Proses pergantian kepemimpinan ini dilakukan dengan memperhatikan berbagai ketentuan dan persyaratan yang ditetapkan oleh Otoritas Jasa Keuangan (OJK). Efektifitas jabatan baru para direksi tersebut akan berlaku setelah terpenuhinya beberapa persyaratan, termasuk persetujuan OJK atas pengangkatan Jahja Setiaatmadja sebagai Presiden Komisaris dan kepastian Hendra Lembong memenuhi semua persyaratan untuk menjabat sebagai Direktur Utama.

Selain perombakan di jajaran direksi, RUPST BCA juga memutuskan pembagian dividen tunai kepada pemegang saham sebesar Rp 300 per saham. Besaran ini berasal dari laba bersih perseroan yang mencapai angka fantastis, yaitu Rp 54,8 triliun. Angka ini menunjukan peningkatan sebesar 11,1% dibandingkan dengan pembagian dividen tahun sebelumnya. Pembagian dividen ini terdiri dari dividen interim tunai tahun buku 2024 sebesar Rp 50 per saham yang telah dibayarkan pada 11 Desember 2024, dan sisanya sebesar Rp 250 per saham akan dibayarkan pada tanggal yang akan ditentukan kemudian oleh Direksi BCA.

Perubahan kepemimpinan di BCA ini diperkirakan akan membawa dinamika baru bagi salah satu bank terbesar di Indonesia. Pengalaman dan rekam jejak Hendra Lembong di dunia bisnis dan ekonomi diharapkan dapat memberikan kontribusi positif bagi pertumbuhan dan perkembangan BCA di masa mendatang. Sementara itu, peran Jahja Setiaatmadja sebagai Presiden Komisaris diharapkan dapat memberikan arahan strategis yang kuat bagi perusahaan dalam menghadapi tantangan dan peluang di pasar keuangan yang semakin kompetitif.

Perlu digarisbawahi bahwa keputusan ini merupakan bagian dari strategi BCA untuk terus meningkatkan kinerja dan daya saingnya di tengah kondisi ekonomi global yang dinamis. Transisi kepemimpinan ini direncanakan berjalan secara terencana dan tertib, memastikan kelancaran operasional dan pelayanan kepada nasabah BCA tetap terjaga.

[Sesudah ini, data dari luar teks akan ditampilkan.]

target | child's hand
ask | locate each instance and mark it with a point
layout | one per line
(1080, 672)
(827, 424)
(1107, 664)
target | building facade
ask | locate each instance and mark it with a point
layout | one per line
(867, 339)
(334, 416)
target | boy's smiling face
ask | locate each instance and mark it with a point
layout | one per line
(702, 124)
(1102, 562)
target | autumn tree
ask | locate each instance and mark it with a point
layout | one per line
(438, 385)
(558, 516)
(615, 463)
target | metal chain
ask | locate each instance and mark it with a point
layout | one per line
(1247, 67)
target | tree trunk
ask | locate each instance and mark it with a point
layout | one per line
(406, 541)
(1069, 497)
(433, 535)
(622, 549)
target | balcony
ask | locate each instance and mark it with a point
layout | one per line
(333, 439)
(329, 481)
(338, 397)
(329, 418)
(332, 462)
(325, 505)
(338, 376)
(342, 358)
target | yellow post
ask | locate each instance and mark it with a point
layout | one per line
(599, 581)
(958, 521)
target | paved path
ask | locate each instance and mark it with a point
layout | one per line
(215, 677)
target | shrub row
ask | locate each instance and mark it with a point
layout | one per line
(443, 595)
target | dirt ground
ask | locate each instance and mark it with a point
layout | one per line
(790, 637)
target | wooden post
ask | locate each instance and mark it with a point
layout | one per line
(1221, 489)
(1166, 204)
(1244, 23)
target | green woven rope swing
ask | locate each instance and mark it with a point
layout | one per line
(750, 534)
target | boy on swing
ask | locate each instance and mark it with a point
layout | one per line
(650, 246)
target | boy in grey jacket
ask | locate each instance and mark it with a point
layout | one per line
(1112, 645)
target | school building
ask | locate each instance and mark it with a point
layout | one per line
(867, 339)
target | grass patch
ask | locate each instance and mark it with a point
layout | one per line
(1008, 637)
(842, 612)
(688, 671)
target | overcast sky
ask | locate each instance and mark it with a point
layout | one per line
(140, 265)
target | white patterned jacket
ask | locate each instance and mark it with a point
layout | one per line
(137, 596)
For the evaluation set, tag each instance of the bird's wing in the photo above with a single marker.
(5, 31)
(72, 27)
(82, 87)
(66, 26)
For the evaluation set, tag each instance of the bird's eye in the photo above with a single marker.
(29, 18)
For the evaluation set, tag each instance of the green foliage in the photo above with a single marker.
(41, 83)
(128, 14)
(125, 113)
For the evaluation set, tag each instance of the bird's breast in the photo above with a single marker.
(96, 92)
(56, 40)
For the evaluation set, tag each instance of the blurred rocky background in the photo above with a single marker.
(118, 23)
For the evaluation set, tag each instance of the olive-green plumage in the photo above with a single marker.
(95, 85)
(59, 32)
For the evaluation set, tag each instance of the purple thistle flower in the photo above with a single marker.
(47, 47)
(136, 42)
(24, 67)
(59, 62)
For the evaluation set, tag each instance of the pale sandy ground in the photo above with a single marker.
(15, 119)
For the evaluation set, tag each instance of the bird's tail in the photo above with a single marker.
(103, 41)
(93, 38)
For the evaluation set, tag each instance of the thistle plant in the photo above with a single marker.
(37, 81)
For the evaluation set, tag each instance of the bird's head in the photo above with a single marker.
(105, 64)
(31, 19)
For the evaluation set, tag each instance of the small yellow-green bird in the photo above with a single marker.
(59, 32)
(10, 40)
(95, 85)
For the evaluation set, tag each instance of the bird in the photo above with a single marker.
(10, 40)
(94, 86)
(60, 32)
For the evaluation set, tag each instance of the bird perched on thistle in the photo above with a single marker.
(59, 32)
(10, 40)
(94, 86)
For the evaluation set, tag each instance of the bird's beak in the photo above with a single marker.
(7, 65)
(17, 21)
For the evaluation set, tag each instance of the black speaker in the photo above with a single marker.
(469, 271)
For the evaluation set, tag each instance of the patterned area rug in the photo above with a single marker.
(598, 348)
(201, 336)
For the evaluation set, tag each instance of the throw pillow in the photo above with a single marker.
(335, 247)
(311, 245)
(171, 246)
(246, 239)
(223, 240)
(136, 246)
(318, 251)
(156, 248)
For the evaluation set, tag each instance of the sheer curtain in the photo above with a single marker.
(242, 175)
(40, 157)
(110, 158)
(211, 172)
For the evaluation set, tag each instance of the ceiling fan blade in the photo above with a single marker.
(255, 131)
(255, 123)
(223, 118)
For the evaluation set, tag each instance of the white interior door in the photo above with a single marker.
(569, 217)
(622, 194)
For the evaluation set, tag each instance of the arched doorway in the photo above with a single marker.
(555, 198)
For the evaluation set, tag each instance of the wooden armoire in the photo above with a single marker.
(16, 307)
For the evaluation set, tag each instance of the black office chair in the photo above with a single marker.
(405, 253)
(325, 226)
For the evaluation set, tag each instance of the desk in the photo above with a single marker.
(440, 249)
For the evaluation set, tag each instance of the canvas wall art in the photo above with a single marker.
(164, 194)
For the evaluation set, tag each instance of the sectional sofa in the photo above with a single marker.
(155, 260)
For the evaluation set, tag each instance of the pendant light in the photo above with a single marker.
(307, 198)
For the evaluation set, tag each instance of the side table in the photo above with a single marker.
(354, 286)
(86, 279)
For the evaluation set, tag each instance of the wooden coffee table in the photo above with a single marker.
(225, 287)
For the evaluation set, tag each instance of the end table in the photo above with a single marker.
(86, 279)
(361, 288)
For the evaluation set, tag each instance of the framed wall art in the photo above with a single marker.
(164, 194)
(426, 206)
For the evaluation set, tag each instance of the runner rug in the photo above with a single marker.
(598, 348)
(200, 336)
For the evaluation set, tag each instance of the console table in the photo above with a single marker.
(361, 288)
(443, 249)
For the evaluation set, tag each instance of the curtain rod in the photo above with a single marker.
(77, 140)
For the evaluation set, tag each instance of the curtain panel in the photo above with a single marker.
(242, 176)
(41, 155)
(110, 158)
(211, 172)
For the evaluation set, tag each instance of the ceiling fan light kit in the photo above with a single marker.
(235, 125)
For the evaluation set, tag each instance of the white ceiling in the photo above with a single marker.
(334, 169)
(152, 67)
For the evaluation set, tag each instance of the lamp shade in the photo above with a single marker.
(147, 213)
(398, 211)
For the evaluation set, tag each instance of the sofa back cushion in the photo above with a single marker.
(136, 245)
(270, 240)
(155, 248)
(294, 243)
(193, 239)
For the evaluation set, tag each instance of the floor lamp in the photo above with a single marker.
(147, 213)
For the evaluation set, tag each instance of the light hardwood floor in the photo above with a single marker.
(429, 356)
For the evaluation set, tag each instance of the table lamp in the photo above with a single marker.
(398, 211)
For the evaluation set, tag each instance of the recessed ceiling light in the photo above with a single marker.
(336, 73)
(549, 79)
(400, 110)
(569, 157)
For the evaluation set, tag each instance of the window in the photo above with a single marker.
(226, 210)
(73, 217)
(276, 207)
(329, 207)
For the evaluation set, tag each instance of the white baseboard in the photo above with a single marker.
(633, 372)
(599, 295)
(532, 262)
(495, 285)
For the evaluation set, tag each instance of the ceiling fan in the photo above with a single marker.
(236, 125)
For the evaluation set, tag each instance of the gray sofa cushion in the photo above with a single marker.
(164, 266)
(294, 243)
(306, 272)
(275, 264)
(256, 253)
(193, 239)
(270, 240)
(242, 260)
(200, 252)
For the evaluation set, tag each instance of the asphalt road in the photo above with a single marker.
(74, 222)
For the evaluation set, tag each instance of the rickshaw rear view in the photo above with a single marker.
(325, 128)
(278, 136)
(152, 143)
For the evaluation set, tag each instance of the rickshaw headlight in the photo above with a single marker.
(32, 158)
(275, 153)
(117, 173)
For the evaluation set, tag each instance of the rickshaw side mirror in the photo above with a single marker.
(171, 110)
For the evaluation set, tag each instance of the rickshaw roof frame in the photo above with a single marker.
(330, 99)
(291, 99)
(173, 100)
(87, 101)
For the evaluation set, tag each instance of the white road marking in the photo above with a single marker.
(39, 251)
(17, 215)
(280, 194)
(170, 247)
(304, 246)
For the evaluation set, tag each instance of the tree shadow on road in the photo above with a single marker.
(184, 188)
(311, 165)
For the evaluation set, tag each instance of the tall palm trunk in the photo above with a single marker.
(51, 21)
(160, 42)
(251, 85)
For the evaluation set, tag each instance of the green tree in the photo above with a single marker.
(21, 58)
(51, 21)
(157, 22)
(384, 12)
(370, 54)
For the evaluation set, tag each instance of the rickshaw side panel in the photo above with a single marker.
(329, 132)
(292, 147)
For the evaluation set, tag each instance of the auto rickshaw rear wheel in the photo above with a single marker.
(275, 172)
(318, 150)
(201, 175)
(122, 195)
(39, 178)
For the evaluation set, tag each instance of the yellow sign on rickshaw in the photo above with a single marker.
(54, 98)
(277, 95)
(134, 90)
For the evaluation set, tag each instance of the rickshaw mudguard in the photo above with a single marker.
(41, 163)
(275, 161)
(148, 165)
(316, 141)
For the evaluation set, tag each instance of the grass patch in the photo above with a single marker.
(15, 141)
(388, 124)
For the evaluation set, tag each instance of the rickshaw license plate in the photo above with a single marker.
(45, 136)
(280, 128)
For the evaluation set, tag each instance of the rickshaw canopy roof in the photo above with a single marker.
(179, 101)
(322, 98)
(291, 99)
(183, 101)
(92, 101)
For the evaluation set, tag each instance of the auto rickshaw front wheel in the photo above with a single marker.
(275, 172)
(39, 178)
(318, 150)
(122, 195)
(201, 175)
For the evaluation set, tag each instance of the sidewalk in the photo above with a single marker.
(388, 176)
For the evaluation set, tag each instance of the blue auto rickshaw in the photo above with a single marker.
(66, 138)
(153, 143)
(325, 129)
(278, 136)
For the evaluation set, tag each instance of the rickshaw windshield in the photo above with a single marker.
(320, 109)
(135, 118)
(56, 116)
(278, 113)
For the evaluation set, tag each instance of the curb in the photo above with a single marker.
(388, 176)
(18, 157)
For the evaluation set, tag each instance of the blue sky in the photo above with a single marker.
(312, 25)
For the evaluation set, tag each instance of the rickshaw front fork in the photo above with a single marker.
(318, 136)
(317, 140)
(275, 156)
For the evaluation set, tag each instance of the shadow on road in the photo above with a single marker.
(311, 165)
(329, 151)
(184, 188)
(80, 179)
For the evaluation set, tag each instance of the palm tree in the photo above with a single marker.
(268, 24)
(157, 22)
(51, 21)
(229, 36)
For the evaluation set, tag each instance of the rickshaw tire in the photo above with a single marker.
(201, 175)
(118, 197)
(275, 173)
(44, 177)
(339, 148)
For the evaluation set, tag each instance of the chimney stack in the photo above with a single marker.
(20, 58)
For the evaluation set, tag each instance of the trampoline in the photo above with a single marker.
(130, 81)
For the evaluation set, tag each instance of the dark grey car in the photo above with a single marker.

Implikasi Perubahan Kepemimpinan

Pergantian kepemimpinan di level tertinggi BCA ini tentu akan membawa sejumlah implikasi, baik internal maupun eksternal. Secara internal, hal ini dapat berdampak pada perubahan strategi dan kebijakan perusahaan. Sedangkan secara eksternal, perubahan ini dapat memengaruhi kepercayaan investor dan citra BCA di mata publik. Oleh karena itu, keberhasilan transisi kepemimpinan ini sangat bergantung pada kemampuan Hendra Lembong dan tim manajemen baru dalam menjalankan roda operasional BCA dan mencapai target yang telah ditetapkan.